Data Eng Weekly

Hadoop Weekly Issue #79

20 July 2014

This week is full of releases and new products—ranging from Oracle’s new Hadoop-SQL product to a new CDH 5.1 release from Cloudera to new tools for transactions on HBase from Continuuity and deploying Hadoop-as-a-Service from SequenceIQ. There are also a number of quality technical articles covering Spark, Kafka, Luigi, and Hive.


This post covers using the Transformer class to manipulate data as it flows into Sqrrl Enterprise. It details loading the enron email dataset and using a Transformer to build a graph of users sending email. It includes the code for thisTransformer and also some examples of querying the dataset using tools found in Sqrrl Enterprise.

The Databricks blog has the first post in a series on some of the new features of MLlib in Spark 1.0. This post focusses on Spark’s improved support for sparse dataset (both storage and performance improvements). The post has some code examples for pyspark and suggestions for when sparse representations work best.

Jay Kreps (LinkedIn, Kafka architect) recently spoke at Cloduera on Apache Kafka. The Cloudera blog has a summary of his talk, which describes the goals and design of Kafka. The slides for the presentation are also available.

Luigi, the open-source workflow engine from Spotify, is the dark horse in Hadoop workflow engines. This presentation provides a great introduction and overview of Luigi. If you're unhappy with your current engine, I suggest you give it a look.

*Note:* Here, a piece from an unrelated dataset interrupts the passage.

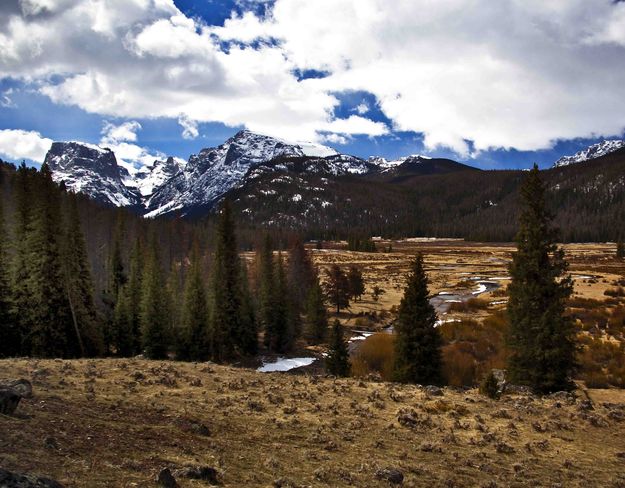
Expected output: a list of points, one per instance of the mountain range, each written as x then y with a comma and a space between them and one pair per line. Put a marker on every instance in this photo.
310, 187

The Databricks Cloud is a new product announced at the Spark Summit. This post motivates the product (e.g. deploying Hadoop can take a long time) and describes its components. In addition to hosted Spark clusters, the product includes notebooks, dashboards, and a job launcher. There is also a plan for integrating third-party applications.

This post describe how to use Apache Spark for Monte Carlo simulations. It uses the simulations to estimate a financial statistic called value at risk (VaR). The post describes VaR, Monte Carlo simulations, and the Spark program to calculate the value. It includes some example code (the Monte Carlo code is bing added to Spark’s MLLib, but isn’t yet integrated).

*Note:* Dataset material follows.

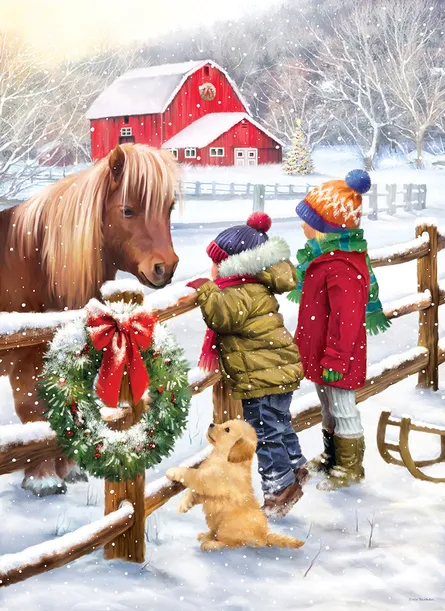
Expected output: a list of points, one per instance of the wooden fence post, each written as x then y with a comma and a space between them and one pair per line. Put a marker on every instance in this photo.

The Hortonworks blog has a post on supporting incremental updates for data stored in Hive. Rather than doing SQL UPDATE statements (which Hive does not yet support), the post describes using a base table and an incremental table, which contains updates to the base. These two tables are then reconciled with a Hive VIEW. The post has many more details on how to implement this scenario, including how to use Sqoop to load incremental data.

Another post on the Hortonworks blog covers integrating Kerberos for Hadoop with Active Directory. It details the steps to setup a Kerberos KDC, use Apache Ambari to enable security on the Hadoop cluster, enable the kerberos domain and trust in Active Directory, and enable security in Hue.


SQL-on-Hadoop vendor Hadapt was acquired by Teradata. The deal is rumored to have been worth $50M, and Teradata is supposedly increasing the size of their Boston (the location of Hadapt) office.

Cloudera announced that they’re starting a three-day course called “Cloudera Developer Training for Apache Spark.” The course kicks off in August and costs $2295.

A team of Cloudera employees are working together on a new book entitled “Hadoop Application Architectures.” In early release, the first two chapters covering data modeling and data movement are available via O'Reilly.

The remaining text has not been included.